Dennis Cheung, 30, was among the crowd outside. He said those who stormed the building were even prepared to sacrifice their lives. He said they asked others to look after their families if they died.
Cheung stood before the legislature together with leaders of pro-democracy groups two days after his peers had stormed the building. He urged Hong Kong residents to listen to the young people. "We know the use of vandalism was not the right way," he says. "But they had to do so to make our voices heard."
Cheung says he and the other protesters are driven by despair. One sprayed a message on a pillar at the legislature that read, "You have taught us that peaceful protests are useless."
On July 9, Hong Kong Chief Executive Carrie Lam declared the bill "dead," but didn't state that it would be withdrawn, possibly to appease Beijing. The unclear situation has only increased discontent and disappointment with the government.
Unlike in mainland China, Hong Kong is authorized to create its own systems and rules under the so-called "one country, two systems" framework. The city is entitled to such high levels of autonomy for 50 years from 1997's handover until 2047.
Of the 70 seats in the Legislative Council, 35 are allocated and nearly all go to pro-Beijing lawmakers. While the remaining 35 are elected by direct popular vote, the past two years have seen a string of supposedly pro-independence, pro-democracy candidates denied either the chance to run or actual election victories.
Angry young protesters say this "unfair" system means public opinion is not reflected in Hong Kong's politics. That's led to a shift in their demands to include political reform to better reflect the views of the public through a real, popular vote.
The last fight
Many of the protesters are in their late teens or early 20s, born around the time of Hong Kong's reversion to China. They've lived through the ensuing social change and seen the ever-increasing influence of the mainland.
"If the government cannot even keep the promise of 50 years, Hong Kong as we know it might be lost completely," says one protester.
In 2014, Hong Kong was engulfed by the Umbrella Movement -- massive street protests calling for electoral reform. The movement was snuffed out when the authorities forcibly detained protesters.
At that time, charismatic leaders spearheaded the demonstrations, but the current protests have no such figureheads.
Instead, young people discuss their plans and recruit supporters on social media. They call their approach, "Be Water" after a phrase used by Bruce Lee to describe the essence of a battle. The water changes its shape freely -- flowing at one time, or hard as ice at another.
Graduate student Alex Lau, 26, has been taking photos of the protests and posting online. Viewers use them to decide what to do next.
"Instead of waiting for instructions, we think together about how to make Hong Kong a better place," he says. "If we can agree on a cause, we join the action voluntarily."
In addition, protesters rely on a method known as a "Lennon Wall." People write their thoughts on pieces of paper and stick them on the walls of subway stations or under elevated roads.

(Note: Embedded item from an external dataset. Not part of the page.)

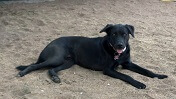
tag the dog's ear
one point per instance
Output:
(106, 28)
(130, 29)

The Lennon Wall movement started in Czechoslovakia in the 1980s, where young people honored the memory of John Lennon by scribbling messages on a wall. As people flocked to the wall, seeking freedom from the Communist regime's oppression, the Lennon Wall became a symbol of silent protest.
Hong Kong's Lennon Walls can be found at more than 50 locations now, including an underground passage, where a 50-meter-long wall is almost entirely covered in pieces of paper.
At dusk one humid day in July, Wong Nga-man, a 21-year-old college senior, was standing on a street corner with friends, setting up a message board.
"I want to take action in my own way," she says. "By reading and writing messages, I feel connected with others. I am disappointed with the government, but our movement is not over."
However, the messages have not been welcomed by all. There have been clashes between demonstrators and others who see the walls as eyesores. In one instance, someone set a wall on fire.
Divisions within Hong Kong are clear, as is the need for skillful, careful leadership if the territory is to hear the voice of every citizen and plot a steady path ahead.